'Picasso: challenging the past'

 

National Gallery, London, February-June 2009

 

This exhibition makes an interesting contrast with ‘Rodchenko and Popova’ at Tate Modern. The latter showcases two artists in post-revolutionary Russia who sought to play their part in building a new world by wiping the artistic slate clean and starting again. Picasso, by contrast, brought up in Barcelona and painting in Paris, sees himself working within the long tradition of western art, going back to the Renaissance and beyond.

The exhibition highlights various examples of how Picasso addressed a traditional subject-matter in the language of modernism, as well as, later on, attempting to rework specific examples of some of the old masters.

It is especially in the early work that we see Picasso’s most fruitful engagement with tradition. Critics disagree over what Cubism was ‘about’, but it was certainly, among other things, a continuation of the work of Cezanne, who himself was wanting to build on Impressionism. Cezanne sought to integrate the immediacy of experience of Monet with the intellectual constructiveness of Poussin. In continuing Cezanne’s approach, Cubism can be seen, at least from one angle, as an early form of post-modernism: it discards the naïve realism of Impressionism (‘reality is what I see’) in favour of a more complex, Kantian idea of knowledge, that we do not know reality directly, but the mind imposes its own order upon the perceptions that are received by the senses.

Thus we see Picasso seeking to continue and update the western artistic canon by taking traditional subjects, such as nudes and still-lifes, and addressing them, not as they have traditionally been seen, but as they are now understood by the mind. His figures, such as the beautiful and poignant Seated nude of 1909, are constructed out of multiple sense perceptions. But at the same time a gulf of unknowability is established between the viewer and the original objective reality of the subject.

I tried to approach this exhibition with an open mind, but in fact it only confirmed my view that – with the notable exception of Guernica – Picasso’s work after the 1920s was disappointingly vapid, broadly swept canvases that speak of little more than his own moods and insecurities.

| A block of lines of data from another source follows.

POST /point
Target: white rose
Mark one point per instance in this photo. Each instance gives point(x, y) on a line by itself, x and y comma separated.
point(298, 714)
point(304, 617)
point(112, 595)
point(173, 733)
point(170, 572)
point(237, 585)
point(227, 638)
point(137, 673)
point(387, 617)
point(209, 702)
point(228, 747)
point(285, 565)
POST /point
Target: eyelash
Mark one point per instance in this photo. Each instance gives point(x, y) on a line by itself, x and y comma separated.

The main room of the exhibition focuses on works from his later years, especially between 1954 and 1962, in which he attempted to rework in his own language some of the masterpieces of the past. It was a major effort on his part: 15 paintings based on Delacroix’s Women of Algiers, 27 on Manet’s Dejeuner sur l’herbe, and more than 50 relating to Velazquez’s Las Meninas. But were his paintings ‘inspired’ by the masters, or, as the catalogue says, ‘provoked’ by them? Was he now, an artist in his 70s, trying to learn from the masters or trying to outdo them? It is not apparent, looking at the works, what is added to these images by his reworking of them. What came across to me from them is the sense of fear and insecurity about his powers as an artist – the same fear that we also find in his repetitive paintings of predatory women, who threaten to deprive him of his other form of creativity.